Structure-aware sample consensus for robust stereo visual odometry

With the expansion of underground infrastructure in the urban areas, positioning in such scenario becomes a crucial problem for the ubiquitous urban positioning applications. The visual odometry algorithm can provide an accurate position reference for ground applications. However, it encounters robust estimation problems in the underground because automatic feature matching from the underground structures is difficult and errors are quite frequent. In this article, we present a novel structure-aware sample consensus algorithm to solve the robust estimation problem in stereo visual odometry. Features from the rigid structure provide a static reference and are more likely to be inliers, based on which we introduce a structure feature-guided sampling procedure instead of the random sampling procedure as used in random sample consensus.
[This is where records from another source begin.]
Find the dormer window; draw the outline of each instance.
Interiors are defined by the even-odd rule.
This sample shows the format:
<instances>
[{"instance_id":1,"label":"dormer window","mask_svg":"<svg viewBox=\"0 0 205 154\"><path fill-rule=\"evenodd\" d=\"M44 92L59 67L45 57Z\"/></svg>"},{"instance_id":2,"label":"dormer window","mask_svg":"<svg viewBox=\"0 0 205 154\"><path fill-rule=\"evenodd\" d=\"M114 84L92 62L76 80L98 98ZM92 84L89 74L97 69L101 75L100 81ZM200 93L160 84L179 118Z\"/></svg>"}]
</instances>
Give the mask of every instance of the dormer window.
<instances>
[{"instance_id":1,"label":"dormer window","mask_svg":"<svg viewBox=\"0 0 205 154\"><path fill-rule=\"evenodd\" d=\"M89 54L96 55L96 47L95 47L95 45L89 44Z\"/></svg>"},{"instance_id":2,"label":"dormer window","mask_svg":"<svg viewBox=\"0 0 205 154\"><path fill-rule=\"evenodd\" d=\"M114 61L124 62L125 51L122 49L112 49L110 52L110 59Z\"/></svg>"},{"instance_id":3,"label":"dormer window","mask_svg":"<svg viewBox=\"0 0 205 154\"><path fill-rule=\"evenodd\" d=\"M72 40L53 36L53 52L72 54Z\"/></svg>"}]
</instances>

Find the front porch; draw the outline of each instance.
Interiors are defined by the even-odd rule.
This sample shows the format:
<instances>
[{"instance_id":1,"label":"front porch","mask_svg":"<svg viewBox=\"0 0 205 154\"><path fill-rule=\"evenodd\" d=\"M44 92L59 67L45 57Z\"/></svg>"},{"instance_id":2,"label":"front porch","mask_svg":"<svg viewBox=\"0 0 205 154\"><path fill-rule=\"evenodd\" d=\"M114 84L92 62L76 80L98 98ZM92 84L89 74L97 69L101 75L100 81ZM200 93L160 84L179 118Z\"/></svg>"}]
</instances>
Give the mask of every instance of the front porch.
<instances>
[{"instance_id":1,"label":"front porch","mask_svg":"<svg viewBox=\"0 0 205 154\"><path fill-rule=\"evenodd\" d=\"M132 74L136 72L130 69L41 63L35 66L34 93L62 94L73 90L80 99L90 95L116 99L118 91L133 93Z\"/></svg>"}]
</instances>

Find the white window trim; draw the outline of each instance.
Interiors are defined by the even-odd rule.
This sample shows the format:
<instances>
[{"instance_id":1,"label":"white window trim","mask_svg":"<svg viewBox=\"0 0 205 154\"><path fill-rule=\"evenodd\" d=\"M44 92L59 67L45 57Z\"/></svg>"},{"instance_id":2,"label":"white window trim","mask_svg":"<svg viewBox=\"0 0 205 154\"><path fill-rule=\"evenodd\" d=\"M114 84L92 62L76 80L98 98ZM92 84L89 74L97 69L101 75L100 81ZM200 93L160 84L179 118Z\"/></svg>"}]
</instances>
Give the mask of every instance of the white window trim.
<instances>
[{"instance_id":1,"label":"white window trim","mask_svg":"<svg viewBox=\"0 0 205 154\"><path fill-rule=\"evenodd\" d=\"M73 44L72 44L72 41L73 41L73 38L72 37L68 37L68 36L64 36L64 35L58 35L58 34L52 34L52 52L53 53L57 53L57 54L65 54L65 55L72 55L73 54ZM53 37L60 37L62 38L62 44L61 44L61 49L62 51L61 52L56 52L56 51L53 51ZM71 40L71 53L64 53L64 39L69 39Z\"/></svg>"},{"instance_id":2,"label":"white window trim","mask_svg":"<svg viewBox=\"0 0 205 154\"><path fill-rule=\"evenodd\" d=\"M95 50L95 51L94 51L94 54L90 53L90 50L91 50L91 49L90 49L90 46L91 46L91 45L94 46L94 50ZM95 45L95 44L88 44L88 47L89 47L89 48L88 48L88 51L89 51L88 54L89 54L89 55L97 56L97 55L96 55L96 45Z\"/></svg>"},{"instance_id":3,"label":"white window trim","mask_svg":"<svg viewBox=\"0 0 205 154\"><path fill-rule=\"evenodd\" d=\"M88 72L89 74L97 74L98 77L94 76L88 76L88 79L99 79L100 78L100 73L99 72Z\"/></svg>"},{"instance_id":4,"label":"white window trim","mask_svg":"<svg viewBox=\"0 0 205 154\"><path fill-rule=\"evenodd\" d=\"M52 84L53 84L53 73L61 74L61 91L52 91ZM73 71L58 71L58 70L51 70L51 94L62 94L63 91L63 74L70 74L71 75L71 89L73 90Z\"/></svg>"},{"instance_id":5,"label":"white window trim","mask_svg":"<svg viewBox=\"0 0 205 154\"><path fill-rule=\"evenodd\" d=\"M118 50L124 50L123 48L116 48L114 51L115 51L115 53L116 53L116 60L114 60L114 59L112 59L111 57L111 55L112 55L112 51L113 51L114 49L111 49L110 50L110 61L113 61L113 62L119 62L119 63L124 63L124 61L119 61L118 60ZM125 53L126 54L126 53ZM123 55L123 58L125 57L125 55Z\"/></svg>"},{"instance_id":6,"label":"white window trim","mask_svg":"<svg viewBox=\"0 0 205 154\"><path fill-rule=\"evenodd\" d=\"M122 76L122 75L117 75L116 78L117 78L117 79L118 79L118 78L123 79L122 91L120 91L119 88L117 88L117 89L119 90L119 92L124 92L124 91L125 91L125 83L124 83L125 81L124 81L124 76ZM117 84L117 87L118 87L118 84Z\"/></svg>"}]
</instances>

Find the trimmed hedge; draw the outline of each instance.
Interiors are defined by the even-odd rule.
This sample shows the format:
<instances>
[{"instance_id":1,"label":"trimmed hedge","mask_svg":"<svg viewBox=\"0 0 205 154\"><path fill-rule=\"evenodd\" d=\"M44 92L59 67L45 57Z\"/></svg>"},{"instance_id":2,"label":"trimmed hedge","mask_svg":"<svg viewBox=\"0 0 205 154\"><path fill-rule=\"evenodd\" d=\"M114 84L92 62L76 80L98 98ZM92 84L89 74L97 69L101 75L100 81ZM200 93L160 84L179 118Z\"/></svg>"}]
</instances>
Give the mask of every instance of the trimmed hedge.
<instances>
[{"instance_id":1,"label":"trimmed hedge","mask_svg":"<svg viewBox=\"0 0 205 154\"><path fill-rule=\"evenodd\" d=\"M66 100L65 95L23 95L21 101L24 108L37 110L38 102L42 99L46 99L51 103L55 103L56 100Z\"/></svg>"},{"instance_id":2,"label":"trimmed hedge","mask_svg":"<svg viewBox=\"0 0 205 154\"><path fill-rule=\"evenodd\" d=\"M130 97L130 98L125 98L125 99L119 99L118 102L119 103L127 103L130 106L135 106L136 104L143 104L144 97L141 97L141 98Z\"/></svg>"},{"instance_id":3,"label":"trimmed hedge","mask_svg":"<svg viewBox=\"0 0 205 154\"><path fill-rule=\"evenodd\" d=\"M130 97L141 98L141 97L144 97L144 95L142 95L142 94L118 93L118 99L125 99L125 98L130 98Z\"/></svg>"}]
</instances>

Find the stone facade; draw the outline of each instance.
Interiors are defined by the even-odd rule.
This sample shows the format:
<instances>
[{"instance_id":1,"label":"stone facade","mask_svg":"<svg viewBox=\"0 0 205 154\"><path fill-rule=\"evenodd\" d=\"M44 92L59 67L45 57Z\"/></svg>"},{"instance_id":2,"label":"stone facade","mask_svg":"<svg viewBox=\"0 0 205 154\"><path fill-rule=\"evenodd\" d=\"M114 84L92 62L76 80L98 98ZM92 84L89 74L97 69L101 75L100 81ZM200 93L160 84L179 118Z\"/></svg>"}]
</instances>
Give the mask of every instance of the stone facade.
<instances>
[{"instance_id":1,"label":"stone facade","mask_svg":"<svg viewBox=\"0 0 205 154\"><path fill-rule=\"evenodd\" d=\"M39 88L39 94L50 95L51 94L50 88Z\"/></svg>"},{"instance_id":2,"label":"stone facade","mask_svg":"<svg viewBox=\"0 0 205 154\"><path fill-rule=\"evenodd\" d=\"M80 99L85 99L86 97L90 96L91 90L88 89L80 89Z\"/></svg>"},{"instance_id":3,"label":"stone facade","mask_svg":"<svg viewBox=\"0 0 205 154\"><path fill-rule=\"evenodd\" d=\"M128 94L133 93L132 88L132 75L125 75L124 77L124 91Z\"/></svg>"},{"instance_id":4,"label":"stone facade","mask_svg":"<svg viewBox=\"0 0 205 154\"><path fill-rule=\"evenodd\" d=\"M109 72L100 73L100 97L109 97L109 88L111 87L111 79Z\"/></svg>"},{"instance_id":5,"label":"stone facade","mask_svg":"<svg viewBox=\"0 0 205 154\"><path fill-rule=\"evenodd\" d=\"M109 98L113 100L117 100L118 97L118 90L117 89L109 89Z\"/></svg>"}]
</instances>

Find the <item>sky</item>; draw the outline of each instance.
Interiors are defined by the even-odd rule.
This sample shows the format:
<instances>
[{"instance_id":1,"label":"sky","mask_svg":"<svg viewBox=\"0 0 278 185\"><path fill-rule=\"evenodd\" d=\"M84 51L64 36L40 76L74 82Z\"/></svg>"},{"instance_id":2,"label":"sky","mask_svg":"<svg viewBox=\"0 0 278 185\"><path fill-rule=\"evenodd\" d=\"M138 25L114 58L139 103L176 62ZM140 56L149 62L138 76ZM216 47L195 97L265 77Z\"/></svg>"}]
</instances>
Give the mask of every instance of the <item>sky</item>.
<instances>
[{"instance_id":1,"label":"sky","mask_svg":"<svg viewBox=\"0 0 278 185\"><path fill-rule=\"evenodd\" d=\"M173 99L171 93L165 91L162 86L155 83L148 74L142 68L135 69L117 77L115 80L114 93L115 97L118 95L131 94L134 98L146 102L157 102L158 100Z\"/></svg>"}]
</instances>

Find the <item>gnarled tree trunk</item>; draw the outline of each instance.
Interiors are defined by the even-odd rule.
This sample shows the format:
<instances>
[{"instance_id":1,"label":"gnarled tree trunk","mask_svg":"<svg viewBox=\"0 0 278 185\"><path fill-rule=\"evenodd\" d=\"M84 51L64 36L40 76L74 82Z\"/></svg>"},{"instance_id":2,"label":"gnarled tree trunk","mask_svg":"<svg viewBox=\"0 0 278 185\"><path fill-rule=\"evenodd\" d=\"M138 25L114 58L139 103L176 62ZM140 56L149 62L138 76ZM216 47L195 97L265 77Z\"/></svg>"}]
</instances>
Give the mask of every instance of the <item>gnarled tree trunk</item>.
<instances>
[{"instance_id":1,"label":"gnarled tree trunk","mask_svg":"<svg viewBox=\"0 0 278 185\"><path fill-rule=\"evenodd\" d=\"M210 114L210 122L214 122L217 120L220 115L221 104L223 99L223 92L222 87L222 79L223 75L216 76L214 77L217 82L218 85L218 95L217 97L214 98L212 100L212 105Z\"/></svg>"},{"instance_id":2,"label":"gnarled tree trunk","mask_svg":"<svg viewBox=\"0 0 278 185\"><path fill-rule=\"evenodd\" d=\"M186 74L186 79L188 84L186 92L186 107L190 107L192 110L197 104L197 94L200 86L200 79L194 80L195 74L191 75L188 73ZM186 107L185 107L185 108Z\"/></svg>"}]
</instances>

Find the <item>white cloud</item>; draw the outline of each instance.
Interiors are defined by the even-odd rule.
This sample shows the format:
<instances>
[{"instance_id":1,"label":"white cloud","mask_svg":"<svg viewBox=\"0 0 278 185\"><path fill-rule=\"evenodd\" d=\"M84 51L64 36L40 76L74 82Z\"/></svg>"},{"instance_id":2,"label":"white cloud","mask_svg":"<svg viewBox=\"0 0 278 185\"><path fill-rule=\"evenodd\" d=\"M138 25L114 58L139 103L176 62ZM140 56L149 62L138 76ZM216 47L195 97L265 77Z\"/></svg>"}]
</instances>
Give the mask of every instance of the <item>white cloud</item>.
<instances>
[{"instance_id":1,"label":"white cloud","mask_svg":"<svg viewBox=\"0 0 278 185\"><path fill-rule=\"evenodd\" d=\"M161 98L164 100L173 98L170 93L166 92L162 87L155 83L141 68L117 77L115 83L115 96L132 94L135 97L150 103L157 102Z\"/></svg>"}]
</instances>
With this novel procedure, the structure-aware sample consensus gains more possibility to generate a correct motion model and performs as a robust estimator for the underground visual odometry algorithm. The experiments with both synthetic and real-world data show that structure-aware sample consensus outperforms the random sample consensus and its variants in robustness, while maintaining a lower computational cost. In addition, the structure-aware sample consensus-based visual odometry algorithm maintains the same performance level of robustness and accuracy for both ground and underground scenarios, which makes the algorithm applicable for ubiquitous urban positioning systems.